Localist and pro-democracy political leaflets have also been censored, with those parties then releasing tongue-in-cheek leaflets, with stars and moons covering banned words or with statements such as: “My political views are_________.”

Attempts to reign in youth parties seem to only give rise to more fears. A self-perpetuating cycle of government inflexibility and badly-executed controls is creating more fear about diminishing freedoms and is seen as proof of Beijing influence – all the while, drawing more to rebellion.

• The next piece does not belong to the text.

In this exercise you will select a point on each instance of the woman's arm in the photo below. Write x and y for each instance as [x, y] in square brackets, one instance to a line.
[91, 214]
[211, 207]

Q&A: Joshua Wong – The Hong Kong teenager who confronted China

In Mong Kok, one older activist described what he believed to be the difference between the 2014 protests and the events of 2016: When police fired gas canisters at Umbrella protesters, he said, most young people fled or helped friends escape the area. But in 2016, when word got out that police were moving in with gas and riot gear, defiant youths from all groups and affiliations deliberately came into the battle, willing to be hurt and risk up to 10 years in jail.

As rooftopper and photographer Ben says in our film, Hong Kong’s Rooftop Rebels, we need to ask ourselves: What is so wrong in our society that young people feel compelled to take these risks? With ongoing questions surrounding the banning of localist candidates and allegations of the intimidation of pro-democratic candidates, the results of the LegCo elections are unlikely to ease the divides.